12 Ekim 2010 Salı

Ekim 2008 - Hoşçakal İstanbul, Merhaba Toulouse


Tüm macera 12 ekimde başladı diyebiliriz. İlk defa uçakla yalnız seyahat edecek olmak beni biraz tedirgin etmişti. Sabah evde annem, babam, ablam, eşi, minik ufaklıkları, en yakın dostum Hilal ve eşi annemin hazırladığı müthiş güzel bir kahvaltı da buluştuk. Keyifli geçen kahvaltının ardından yola çıkma vakti gelmişti. Canım ailem sizi çok seviyorum iyi ki varsınız....

Yeni bir ülke, yeni insanlar her şeyden önce tek kelime dahi konuşamadığım FRANSIZCA !!!

Toulouse'a Türkiye'den direkt uçuş yapılmıyor. Bu yüzden öncelike İtalya Roma, burada 5 saatlik bir bekleyişten sonra Merhaba Toulouse ben geldim.......

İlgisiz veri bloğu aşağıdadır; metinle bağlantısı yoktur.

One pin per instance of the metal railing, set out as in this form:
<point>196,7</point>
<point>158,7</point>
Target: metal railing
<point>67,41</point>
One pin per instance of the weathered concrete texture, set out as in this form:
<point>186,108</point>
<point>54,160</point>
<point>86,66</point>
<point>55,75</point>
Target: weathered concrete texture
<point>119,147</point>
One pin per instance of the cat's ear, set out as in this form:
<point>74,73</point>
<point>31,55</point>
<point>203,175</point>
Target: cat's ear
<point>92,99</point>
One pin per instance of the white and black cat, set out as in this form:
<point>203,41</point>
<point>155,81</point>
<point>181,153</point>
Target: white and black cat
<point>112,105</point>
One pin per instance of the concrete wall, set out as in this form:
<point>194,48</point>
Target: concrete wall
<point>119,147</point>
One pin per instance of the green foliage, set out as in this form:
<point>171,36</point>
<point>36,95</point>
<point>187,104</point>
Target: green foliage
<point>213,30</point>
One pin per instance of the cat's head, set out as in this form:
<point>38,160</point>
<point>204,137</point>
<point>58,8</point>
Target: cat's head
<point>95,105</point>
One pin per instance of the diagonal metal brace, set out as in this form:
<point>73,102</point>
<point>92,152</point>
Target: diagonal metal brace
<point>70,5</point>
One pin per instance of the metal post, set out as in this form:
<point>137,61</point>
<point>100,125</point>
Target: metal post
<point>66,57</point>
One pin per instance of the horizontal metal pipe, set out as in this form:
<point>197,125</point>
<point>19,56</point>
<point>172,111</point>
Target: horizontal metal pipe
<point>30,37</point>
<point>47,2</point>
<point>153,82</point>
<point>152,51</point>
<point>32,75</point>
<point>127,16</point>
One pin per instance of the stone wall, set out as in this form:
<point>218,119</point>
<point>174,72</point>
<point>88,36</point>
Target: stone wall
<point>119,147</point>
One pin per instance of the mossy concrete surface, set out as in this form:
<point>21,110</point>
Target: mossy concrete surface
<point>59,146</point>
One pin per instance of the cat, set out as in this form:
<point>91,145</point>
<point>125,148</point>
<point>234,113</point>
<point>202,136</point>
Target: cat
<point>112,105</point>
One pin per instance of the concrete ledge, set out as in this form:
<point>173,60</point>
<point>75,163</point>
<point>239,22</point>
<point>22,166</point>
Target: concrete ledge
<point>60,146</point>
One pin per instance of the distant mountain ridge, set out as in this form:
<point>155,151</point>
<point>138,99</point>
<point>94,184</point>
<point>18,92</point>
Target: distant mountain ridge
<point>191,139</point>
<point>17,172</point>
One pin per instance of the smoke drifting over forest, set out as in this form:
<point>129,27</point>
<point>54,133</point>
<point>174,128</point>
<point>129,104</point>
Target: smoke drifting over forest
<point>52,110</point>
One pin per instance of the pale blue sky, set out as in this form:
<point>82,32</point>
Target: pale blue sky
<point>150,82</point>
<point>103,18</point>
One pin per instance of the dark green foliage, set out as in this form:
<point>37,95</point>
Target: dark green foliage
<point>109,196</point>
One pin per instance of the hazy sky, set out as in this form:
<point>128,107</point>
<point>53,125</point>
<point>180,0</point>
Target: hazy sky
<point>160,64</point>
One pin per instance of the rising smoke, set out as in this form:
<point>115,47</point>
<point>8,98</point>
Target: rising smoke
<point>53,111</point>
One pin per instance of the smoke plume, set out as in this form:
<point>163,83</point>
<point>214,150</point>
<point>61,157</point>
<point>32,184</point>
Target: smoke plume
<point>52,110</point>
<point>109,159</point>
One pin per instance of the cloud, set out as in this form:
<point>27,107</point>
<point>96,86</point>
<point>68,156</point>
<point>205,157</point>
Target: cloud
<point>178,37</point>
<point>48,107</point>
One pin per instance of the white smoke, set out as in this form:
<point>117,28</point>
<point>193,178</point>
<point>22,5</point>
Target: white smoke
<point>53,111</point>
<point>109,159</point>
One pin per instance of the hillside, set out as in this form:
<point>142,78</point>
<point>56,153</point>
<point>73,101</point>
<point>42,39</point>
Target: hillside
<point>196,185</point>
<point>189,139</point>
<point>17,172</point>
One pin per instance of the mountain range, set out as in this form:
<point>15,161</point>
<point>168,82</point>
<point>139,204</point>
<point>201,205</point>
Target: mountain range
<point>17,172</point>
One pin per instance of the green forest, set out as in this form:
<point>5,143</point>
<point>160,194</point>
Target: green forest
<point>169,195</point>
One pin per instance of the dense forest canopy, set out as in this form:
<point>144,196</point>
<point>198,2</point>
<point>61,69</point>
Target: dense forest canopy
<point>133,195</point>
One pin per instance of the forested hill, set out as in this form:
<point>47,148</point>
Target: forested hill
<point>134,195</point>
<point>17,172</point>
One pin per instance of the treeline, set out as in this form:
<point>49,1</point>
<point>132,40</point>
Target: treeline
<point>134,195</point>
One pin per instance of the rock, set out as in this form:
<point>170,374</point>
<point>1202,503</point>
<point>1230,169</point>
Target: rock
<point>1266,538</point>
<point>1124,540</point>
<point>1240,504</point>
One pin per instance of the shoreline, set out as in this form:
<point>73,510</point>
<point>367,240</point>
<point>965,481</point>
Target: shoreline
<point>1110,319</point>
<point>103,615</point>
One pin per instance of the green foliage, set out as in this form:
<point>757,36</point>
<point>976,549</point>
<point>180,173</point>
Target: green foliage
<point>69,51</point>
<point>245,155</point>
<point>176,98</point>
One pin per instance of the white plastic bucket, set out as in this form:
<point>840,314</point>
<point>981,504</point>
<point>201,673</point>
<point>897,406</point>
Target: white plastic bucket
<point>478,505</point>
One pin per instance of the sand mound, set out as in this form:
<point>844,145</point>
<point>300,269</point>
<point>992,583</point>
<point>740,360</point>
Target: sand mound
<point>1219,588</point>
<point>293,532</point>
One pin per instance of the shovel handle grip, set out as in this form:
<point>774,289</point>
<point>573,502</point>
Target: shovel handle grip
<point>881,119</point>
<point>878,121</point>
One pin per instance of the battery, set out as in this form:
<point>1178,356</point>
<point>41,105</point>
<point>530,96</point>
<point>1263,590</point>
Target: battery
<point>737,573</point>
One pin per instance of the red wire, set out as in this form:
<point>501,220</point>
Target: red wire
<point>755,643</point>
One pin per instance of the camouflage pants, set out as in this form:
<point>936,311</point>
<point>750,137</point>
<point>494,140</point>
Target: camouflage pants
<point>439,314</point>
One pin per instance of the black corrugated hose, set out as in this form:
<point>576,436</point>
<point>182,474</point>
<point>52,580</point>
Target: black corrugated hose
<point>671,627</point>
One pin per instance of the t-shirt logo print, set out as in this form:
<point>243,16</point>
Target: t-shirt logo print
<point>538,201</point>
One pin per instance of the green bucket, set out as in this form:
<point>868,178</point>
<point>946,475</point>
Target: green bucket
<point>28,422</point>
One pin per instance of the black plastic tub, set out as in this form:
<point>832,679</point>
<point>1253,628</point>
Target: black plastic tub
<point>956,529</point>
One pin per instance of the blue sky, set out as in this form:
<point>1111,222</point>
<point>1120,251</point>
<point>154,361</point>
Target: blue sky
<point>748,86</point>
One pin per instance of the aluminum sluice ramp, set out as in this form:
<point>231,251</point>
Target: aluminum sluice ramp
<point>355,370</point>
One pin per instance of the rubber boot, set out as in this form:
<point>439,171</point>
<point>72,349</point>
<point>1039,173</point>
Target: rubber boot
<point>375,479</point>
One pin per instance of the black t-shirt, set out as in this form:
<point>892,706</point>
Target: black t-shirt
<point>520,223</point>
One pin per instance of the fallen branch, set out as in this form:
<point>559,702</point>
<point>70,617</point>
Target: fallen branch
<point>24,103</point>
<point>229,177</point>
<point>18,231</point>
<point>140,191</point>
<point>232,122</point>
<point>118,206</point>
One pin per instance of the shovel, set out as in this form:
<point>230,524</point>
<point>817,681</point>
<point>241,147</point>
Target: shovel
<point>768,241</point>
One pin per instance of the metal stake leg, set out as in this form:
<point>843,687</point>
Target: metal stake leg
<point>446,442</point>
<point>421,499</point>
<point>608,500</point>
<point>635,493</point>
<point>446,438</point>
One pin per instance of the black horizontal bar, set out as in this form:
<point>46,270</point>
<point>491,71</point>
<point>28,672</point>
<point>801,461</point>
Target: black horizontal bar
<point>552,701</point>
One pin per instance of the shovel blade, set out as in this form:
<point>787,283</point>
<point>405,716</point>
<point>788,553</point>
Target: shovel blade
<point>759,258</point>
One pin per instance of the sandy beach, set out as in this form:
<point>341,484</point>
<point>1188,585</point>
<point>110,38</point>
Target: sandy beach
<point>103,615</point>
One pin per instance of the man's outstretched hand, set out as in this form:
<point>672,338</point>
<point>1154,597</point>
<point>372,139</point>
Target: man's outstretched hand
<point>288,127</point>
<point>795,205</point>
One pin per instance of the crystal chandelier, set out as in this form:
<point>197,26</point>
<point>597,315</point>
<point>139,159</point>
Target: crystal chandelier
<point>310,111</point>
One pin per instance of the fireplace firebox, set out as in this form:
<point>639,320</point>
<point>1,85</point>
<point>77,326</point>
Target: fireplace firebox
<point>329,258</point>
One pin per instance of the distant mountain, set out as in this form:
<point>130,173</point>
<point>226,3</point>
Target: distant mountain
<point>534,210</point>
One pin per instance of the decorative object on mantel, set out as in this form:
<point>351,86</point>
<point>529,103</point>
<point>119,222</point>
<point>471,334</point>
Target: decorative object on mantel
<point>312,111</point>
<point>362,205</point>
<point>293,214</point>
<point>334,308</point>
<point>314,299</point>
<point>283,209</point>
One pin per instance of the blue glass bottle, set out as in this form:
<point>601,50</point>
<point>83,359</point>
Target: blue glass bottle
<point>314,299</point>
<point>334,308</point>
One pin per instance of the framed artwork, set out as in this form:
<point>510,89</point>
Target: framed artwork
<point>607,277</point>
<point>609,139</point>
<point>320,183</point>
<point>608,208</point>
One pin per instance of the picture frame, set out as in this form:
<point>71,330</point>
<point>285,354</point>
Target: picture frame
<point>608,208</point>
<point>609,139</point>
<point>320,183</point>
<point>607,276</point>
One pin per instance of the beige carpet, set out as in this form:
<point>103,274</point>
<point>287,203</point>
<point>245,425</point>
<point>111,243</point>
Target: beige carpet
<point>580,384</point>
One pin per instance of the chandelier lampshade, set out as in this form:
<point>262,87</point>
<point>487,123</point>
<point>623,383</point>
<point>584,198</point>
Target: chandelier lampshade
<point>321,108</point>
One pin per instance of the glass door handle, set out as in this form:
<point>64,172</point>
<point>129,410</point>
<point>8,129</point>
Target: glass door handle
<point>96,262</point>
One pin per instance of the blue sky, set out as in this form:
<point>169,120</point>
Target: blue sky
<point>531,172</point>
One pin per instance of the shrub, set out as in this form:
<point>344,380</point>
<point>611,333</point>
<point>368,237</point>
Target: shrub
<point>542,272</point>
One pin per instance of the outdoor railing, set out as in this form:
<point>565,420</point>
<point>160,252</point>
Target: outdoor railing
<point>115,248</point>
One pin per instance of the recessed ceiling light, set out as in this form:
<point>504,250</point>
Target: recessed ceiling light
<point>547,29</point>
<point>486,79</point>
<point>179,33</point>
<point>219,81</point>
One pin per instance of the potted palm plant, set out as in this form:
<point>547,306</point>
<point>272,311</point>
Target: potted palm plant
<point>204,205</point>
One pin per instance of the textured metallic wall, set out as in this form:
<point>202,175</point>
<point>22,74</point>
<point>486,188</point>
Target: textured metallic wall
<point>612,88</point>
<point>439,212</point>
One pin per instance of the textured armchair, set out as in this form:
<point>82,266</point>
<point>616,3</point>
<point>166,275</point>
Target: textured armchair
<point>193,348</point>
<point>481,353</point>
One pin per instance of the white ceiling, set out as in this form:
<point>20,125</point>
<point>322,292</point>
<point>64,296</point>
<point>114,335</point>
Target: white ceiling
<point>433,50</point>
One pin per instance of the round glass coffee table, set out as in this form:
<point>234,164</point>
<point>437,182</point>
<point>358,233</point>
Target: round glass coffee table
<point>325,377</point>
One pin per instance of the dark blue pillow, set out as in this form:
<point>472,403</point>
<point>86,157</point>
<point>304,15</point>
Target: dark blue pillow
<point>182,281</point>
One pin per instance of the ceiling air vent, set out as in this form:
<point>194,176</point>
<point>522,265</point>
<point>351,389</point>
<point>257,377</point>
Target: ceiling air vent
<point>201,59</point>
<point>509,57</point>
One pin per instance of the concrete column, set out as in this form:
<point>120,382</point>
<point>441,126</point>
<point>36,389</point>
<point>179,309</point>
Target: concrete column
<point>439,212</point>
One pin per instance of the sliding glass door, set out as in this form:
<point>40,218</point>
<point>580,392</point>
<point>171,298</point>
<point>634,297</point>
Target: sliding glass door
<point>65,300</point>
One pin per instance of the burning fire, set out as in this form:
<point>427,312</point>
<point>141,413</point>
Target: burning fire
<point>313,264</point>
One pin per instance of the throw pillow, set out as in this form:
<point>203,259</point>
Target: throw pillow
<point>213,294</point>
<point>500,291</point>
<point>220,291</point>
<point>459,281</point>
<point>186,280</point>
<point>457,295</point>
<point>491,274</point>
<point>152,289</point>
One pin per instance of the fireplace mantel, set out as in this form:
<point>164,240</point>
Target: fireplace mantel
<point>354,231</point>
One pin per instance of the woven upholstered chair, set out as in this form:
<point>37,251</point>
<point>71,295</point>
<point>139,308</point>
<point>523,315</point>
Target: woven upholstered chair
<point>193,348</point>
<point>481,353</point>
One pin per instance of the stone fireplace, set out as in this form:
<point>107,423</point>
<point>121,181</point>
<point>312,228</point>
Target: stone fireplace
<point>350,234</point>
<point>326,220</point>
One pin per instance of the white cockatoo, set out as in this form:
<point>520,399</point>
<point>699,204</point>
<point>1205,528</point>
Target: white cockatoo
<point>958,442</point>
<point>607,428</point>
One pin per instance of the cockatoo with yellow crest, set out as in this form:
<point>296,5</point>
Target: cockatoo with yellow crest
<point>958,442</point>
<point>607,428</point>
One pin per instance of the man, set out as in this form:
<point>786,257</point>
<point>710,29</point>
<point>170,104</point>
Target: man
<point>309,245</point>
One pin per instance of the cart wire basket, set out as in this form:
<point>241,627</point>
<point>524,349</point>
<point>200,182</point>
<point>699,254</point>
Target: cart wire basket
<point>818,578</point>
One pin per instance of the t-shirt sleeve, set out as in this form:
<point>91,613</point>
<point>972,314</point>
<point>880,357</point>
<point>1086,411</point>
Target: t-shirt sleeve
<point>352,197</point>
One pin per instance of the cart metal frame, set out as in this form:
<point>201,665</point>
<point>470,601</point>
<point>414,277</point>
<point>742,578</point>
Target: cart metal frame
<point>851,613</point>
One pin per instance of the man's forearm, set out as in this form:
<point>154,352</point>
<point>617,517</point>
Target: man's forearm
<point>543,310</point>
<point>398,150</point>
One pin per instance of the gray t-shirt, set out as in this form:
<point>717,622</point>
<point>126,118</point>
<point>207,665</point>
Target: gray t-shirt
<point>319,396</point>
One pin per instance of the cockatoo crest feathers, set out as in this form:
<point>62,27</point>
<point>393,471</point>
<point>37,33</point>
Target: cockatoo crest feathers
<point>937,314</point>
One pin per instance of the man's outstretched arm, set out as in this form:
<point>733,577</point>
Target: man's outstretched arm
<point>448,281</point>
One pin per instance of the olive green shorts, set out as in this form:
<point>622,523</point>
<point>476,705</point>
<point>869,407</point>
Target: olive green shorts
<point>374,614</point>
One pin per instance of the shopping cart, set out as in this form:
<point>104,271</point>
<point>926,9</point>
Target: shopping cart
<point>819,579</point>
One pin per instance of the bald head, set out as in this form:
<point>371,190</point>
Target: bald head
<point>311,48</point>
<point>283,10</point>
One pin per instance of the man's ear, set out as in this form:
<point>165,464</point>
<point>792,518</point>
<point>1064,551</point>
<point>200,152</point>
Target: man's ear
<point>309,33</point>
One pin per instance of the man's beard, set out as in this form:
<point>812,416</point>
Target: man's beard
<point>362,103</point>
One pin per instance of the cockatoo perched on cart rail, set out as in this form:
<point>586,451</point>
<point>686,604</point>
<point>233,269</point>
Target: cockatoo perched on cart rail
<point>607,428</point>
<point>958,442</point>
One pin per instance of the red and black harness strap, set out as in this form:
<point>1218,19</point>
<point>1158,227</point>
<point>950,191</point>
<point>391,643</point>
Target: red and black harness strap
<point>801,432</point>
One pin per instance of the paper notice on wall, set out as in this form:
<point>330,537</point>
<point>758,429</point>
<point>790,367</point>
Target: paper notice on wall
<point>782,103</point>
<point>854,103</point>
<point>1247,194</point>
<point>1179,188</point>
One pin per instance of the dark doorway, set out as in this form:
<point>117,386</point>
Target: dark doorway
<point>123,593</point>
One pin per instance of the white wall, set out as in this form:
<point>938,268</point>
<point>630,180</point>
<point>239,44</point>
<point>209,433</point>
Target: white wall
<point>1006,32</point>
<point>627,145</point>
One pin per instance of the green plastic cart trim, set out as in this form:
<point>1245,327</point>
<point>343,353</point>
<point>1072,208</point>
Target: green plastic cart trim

Eşim Murat benden 1,5 ay önce buraya gelmişti. Okulun yurdunda kalıyor bir yandan da ev arıyordu. Devamlı olarak internetten bulduğu evlerin resimlerini bana yolluyordu. En sonunda ortak bir kararla şu an içinde oturduğumuz bu küçük (40metrekare) ama şirin eve yerleştik. Evimiz tam şehir merkezinde, kendimizi İstabul da istiklal caddesinin ortasında oturuyor gibi hissediyoruz. Sinemaya gitmek için filmin başlamasına 10 dk kala evden çıkıyoruz, restaurant, cafe ve barlar deseniz hepsi 5 dk uzaklıkta....

Burası Üniversite şehri, herkes genç, herkes dinamik, eğlenceli, aktif, hayat pek durmuyor burada özellikle perşembe, cuma ve cumartesileri durmak bilmeyen bir insan trafiği var bu güzel şehirde....




Geldim, yerleştim herşey çok güzel... Sıra geldi şehri keşfetmeye attım kendimi sokaklara o cadde, bu sokak arası bazen kaybolarak çok güzel gezdim. Hangi dükkanlarda neler var neresi ne satar çok keyifliydi.....

2-3 hafta sonra bir Fransızca kursu bulduk. Kursa başladığım ilk gün sadece “evet” ve “merhaba” demesini biliyordum. Kurs çok eğlenceli geçiyordu. Farklı ülkelerden bir sürü değişik insanla beraber olmak çok keyifliydi.


Hemen hemen her hafta sonu bazen şehir merkezinde bazende Toulouse civarında ki küçük ama hepsi birbirinden harika kasabaları gezerek vakit geçiyorduk.